In his op-ed, Newsom argued that Sirhan has dodged responsibility for the assassination, after earlier confirming that he killed Kennedy and, in an interview with David Frost, that he acted alone.

“He claimed he could not remember the crime, then stated he was innocent,” Newsom wrote. “In 2016, Sirhan said he believed he did not kill Kennedy based on what he had read in his attorney’s legal briefs. As recently as last year, Sirhan portrayed himself as the victim, claiming he ‘was in the wrong spot at the wrong time.’ “

The governor also wrote that Sirhan still posed a public safety risk, even in old age.

“Despite inciting violence in the past, recently Sirhan laughingly dismissed the current relevance of his status as an ideological lightning rod,” he wrote. “He does not understand, let alone have the skills to manage, the complex risks of his self-created notoriety. He cannot be safely released from prison because he has not mitigated his risk of fomenting further political violence.”
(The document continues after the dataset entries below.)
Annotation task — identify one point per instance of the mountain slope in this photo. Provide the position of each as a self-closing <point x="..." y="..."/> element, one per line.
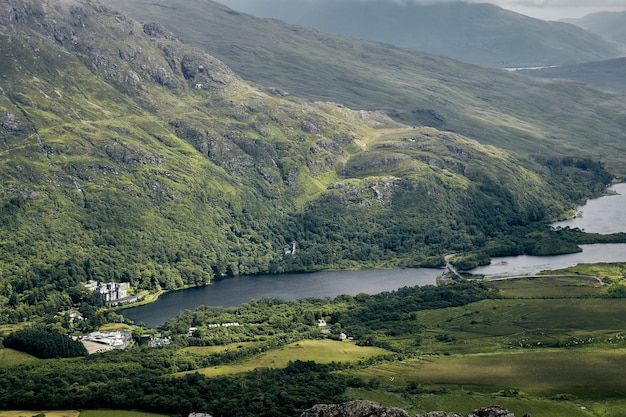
<point x="129" y="156"/>
<point x="610" y="25"/>
<point x="481" y="34"/>
<point x="492" y="106"/>
<point x="608" y="75"/>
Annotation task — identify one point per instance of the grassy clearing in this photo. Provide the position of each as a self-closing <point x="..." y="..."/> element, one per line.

Six of the Kennedy children, along with Ethel Kennedy, issued a statement in which they said they were grateful and “deeply relieved” by Newsom’s decision. “Because of how entwined into popular culture this murder has become, amplified by the regularity of the inmate’s attempts to be freed, our family has been forced to watch our husband and father be killed thousands of times. The pain of reliving his last moments, over and over again, is simply unbearable. Instead of contrition, this inmate points to what he sees on the clock rather than to what he knows in his heart, believing somehow that the passage of time is expiation enough.”